Discussion in 'Books, Films, TV, Radio' started by adamcotton, Apr 22, 2015.

  1. adamcotton

    adamcotton Senior Member

    Last night I watched a great movie from New Zealand called "Field Punishment No 1", which told the story of 14 pacifists forced into the expeditionary forces of the New Zealand Army in WW1. The story's focus is on two of the most committed of the group, Archie Baxter and Mark Briggs, and follows the privations, punishments, and outright torture they endured for refusing to fight. Whilst most of the group eventually relented and agreed to serve as stretcher bearers, Briggs and Baxter remained steadfast to the end.

    The film derives its title from the form of punishment the army introduced as a supposedly "humane" alternative to flogging, whereby the victim would be bound to a post in an open field (displaced some degrees from the vertical) by his ankles, knees, and wrists, and left to hang in the coldest of weathers, the tightness of the binds causing the blood circulation to stop. It was a mild form of crucifixion! Briggs - because he refused to walk to the front while carrying a rifle - was even bound and dragged to the trenches for a distance of a 1000ft along crudely constructed duckboards, the exposed, crooked nails lacerating his back into a bloody mess. As if that wasn't enough, he was then dragged through a water filled shell hole in an attempt to drown him - on the orders of his own company sergeant!

    What the film makes clear is that these men's refusal to fight had nothing to do with a lack of courage - what they endured at the hands of the army, whilst refusing to compromise their principles, on the contrary required courage of the highest order. They were, rather, motivated by an unshakeable conviction that war was insane, that ordinary humanity was better than a savage animal fed and trained by, and captive to, its capitalist masters, for whose gain the war was ultimately being fought. Whatever your views on pacifists and "conchies", it's hard not to feel moved by the plight of these men, and how they exemplified all that it means to have the "courage of your convictions."

    And, of course, this is a true story, the script based on first hand accounts from those involved.

    Well worth a watch.
     
  2. Goodygixxer

    Goodygixxer Senior Member

    I bought this a few weeks ago but haven't got around to watching it yet. I'm glad you posted this because you have just reminded me about it. I will try and watch it soon to see what it's like.
     
  3. Drayton

    Drayton Senior Member

    The title chosen for the film is potentially misleading, in that FP No 1 (regularly used in the British Army as well as the New Zealand Army) was only incidental to a long catalogue of mistreatment of the 14 NZ conscientious objectors. The summary given here does not make clear that the 14 were forcibly brought to Britain on a passenger liner, confined in one cabin, stripped of their civilian clothes (thrown overboard), and because they refused to don khaki, left to appear for minimal exercise on deck, in front of civilian passengers, wearing only a towel, but grudgingly given singlet and underpants for landing. They were held at Sling Camp, Salisbury Plain, still wearing only underclothes, whence ten of them were eventuially shipped to France, the scene of the worst excesses,.
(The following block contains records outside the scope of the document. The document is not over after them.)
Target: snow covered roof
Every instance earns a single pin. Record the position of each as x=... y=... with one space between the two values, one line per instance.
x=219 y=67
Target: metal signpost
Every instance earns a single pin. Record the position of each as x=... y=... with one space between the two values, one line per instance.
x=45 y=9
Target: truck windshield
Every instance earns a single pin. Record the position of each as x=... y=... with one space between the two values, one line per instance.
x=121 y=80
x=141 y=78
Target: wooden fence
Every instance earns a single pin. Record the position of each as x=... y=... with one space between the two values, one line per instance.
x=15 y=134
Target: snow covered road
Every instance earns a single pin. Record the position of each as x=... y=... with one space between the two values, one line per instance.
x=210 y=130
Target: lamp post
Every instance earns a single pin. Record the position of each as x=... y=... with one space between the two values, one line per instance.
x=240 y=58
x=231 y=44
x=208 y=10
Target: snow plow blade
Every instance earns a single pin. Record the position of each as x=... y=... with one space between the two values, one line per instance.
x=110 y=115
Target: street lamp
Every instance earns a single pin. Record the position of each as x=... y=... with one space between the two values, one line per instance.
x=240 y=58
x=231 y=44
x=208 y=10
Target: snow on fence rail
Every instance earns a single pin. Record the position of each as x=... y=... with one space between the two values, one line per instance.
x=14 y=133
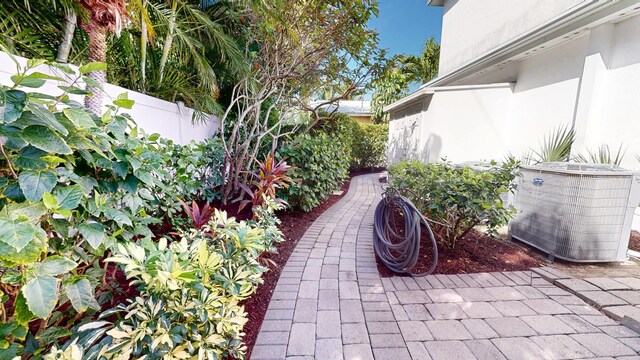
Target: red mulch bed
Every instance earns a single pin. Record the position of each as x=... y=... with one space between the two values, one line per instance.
x=634 y=241
x=294 y=225
x=476 y=252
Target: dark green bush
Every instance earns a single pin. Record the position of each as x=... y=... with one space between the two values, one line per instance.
x=457 y=198
x=369 y=146
x=321 y=164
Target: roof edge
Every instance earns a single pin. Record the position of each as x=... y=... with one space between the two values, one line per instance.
x=425 y=91
x=563 y=23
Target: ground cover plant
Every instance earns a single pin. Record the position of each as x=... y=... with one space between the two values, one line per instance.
x=455 y=199
x=78 y=195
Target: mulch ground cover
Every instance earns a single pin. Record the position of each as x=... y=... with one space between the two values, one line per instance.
x=475 y=253
x=293 y=225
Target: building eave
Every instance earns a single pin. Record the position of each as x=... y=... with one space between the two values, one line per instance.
x=409 y=99
x=574 y=21
x=425 y=91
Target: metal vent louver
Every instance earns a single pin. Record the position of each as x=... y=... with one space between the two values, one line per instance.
x=576 y=212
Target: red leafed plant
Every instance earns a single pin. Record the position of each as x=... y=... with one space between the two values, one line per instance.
x=199 y=215
x=271 y=176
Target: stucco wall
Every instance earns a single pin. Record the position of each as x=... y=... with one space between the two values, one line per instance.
x=545 y=94
x=151 y=114
x=470 y=28
x=464 y=122
x=619 y=121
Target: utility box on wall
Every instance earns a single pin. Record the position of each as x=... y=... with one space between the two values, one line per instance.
x=576 y=212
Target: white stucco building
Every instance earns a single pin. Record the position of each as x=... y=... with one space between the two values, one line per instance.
x=513 y=70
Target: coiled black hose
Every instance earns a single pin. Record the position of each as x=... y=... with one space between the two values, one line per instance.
x=400 y=252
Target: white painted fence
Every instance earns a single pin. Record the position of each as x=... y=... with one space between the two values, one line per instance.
x=170 y=120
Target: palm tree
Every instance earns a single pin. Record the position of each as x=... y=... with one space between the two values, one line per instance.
x=103 y=16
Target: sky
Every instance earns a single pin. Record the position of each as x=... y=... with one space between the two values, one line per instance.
x=404 y=25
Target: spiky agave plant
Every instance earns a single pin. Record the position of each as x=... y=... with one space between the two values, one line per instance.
x=555 y=147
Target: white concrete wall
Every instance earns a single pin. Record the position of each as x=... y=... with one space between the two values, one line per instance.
x=470 y=28
x=463 y=122
x=545 y=94
x=618 y=121
x=154 y=115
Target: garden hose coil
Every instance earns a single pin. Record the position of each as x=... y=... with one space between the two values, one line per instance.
x=399 y=252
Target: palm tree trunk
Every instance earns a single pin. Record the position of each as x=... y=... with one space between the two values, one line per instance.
x=70 y=21
x=169 y=39
x=144 y=39
x=97 y=52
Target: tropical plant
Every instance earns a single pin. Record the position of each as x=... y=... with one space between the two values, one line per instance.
x=321 y=166
x=295 y=52
x=270 y=177
x=555 y=146
x=194 y=172
x=177 y=50
x=424 y=67
x=455 y=199
x=200 y=216
x=392 y=79
x=72 y=185
x=369 y=146
x=190 y=295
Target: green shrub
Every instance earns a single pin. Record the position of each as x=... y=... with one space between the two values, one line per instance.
x=321 y=164
x=73 y=186
x=193 y=172
x=369 y=146
x=456 y=199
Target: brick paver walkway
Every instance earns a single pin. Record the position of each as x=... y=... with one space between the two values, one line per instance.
x=330 y=303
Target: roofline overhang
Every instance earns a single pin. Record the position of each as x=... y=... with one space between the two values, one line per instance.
x=577 y=18
x=426 y=91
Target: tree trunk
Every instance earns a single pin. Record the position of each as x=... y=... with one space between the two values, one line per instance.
x=169 y=40
x=144 y=39
x=69 y=27
x=97 y=52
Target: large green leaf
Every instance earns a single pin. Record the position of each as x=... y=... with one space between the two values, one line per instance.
x=118 y=216
x=14 y=101
x=80 y=118
x=16 y=233
x=14 y=193
x=29 y=254
x=92 y=66
x=46 y=118
x=29 y=158
x=32 y=211
x=41 y=294
x=35 y=183
x=80 y=292
x=21 y=310
x=11 y=136
x=93 y=232
x=52 y=334
x=34 y=80
x=46 y=139
x=69 y=197
x=53 y=266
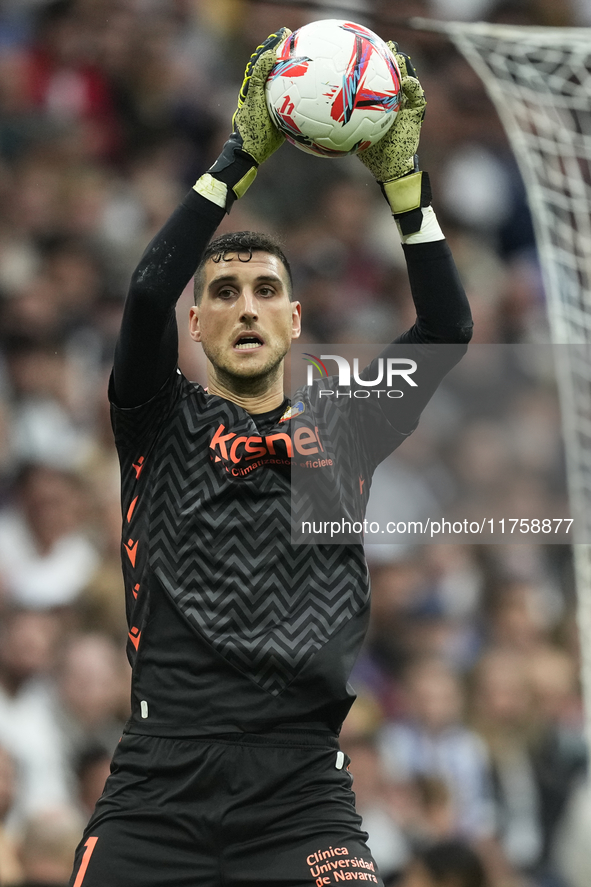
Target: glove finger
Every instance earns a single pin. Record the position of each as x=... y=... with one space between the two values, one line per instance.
x=255 y=97
x=271 y=43
x=404 y=63
x=414 y=95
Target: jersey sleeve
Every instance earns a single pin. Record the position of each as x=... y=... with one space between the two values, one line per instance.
x=136 y=428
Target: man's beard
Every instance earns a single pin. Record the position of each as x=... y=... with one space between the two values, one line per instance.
x=256 y=382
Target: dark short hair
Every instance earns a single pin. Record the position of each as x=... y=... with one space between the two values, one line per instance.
x=453 y=859
x=245 y=242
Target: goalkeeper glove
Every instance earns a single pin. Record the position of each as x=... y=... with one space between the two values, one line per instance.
x=393 y=161
x=255 y=136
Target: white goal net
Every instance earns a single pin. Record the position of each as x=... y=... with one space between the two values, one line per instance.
x=540 y=82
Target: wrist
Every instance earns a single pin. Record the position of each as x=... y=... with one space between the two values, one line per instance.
x=407 y=196
x=230 y=176
x=428 y=232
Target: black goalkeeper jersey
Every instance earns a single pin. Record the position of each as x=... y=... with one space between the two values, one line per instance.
x=231 y=626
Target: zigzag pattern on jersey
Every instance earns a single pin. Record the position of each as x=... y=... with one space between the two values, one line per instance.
x=221 y=547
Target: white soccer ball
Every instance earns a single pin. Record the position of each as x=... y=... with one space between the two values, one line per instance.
x=335 y=88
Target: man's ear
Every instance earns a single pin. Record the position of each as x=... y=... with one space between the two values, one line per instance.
x=194 y=328
x=296 y=320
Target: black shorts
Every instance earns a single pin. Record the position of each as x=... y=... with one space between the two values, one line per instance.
x=235 y=811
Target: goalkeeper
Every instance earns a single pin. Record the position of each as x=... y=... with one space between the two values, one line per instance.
x=229 y=771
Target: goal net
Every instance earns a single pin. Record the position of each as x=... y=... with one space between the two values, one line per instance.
x=540 y=82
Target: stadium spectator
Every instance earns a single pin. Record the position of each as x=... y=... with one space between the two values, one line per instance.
x=28 y=732
x=432 y=741
x=10 y=869
x=45 y=557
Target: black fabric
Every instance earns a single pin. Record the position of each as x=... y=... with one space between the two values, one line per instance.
x=272 y=811
x=147 y=349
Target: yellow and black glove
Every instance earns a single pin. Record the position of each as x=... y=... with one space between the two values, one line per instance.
x=393 y=161
x=255 y=136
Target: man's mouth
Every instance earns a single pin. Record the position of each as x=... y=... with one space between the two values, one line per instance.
x=248 y=341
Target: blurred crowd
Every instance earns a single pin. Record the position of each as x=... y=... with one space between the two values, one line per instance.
x=467 y=737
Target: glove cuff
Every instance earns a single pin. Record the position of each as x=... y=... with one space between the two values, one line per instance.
x=406 y=196
x=230 y=176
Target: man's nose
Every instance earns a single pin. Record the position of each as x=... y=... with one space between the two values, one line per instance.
x=248 y=305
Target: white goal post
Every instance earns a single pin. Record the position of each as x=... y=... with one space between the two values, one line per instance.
x=539 y=80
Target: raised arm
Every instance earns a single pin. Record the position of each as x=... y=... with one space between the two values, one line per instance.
x=147 y=348
x=443 y=313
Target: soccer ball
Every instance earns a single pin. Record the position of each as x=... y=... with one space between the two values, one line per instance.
x=335 y=88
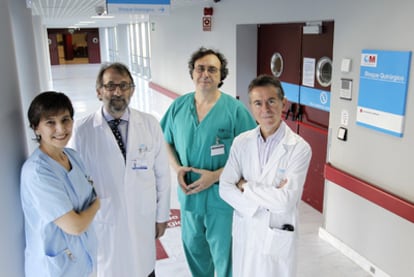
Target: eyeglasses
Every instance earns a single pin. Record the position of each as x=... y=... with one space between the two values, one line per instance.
x=122 y=86
x=210 y=69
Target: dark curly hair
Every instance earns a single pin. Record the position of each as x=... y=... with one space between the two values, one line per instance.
x=201 y=52
x=117 y=67
x=48 y=103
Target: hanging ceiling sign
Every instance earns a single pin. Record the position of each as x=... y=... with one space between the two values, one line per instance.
x=383 y=88
x=138 y=6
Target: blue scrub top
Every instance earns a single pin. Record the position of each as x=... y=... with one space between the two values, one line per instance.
x=49 y=191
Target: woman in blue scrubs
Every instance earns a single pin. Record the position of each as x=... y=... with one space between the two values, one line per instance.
x=58 y=198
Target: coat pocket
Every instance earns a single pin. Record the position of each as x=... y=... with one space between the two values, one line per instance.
x=279 y=243
x=60 y=263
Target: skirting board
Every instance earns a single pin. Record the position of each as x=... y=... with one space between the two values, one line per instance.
x=351 y=254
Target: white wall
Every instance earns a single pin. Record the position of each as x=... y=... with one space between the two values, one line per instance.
x=18 y=77
x=382 y=238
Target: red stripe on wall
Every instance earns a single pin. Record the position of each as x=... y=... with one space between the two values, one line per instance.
x=382 y=198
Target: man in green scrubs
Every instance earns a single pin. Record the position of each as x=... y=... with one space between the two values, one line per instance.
x=199 y=128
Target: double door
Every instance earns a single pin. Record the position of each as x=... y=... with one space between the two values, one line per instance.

    To say that some of the men eventually relented and agreed to serve as stretcher-bearers is an oversimplification, Alec Baxter, brother of Archie, having, been sentenced to two years in a military prison encampment near Dunkirk, mostly confined in punishment cells or sibjected to FP No 1 for refusing to obey orders in prison, collapsed soon after his release to stretcher-bearing and had to be sent to hospital in England. William Little was wounded on the scond day of his stretcher-bearing and died of his wounds. Only Garth Ballantyne was able to stay in ambulance work to the end.

    The 14 included another of Archie's brothers, John. Archie's sons were COs in WW2. A notable family.

    The story was first published in New Zealand by H E Holland, New Zealand MP, in Armageddon or Cavalry, c 1920. Archie Baxter wrote his own story in We Will Not Cease, 1939 (republished some years ago).

    On 15 May 2015 a relative of the Baxter brothers came to the Inernational Conscientious Objectors' Day ceremony at the CO Commemrative Stone in Tavistock Square, London, wondering how to explain her connection to the topic - obscure names from the other end of the world a century ago.. She was amazed, but gratified, to find that Archie's name was to be read out as the representative CO for New Zealand among 70 representative COs around the world, and a flower individually laid in his honour.

    Indeed, We Will Not Cease.
     
  4. CommanderChuff

    CommanderChuff Senior Member

    Personally I enjoyed the film very much, not because of the CO beliefs, but for their determination not to be cowed or to change that determination. The filmcraft and effects were first class and the acting very believable. The best bit was the very end, which I wouldn't repeat here, but put the the while episode into context and meaning.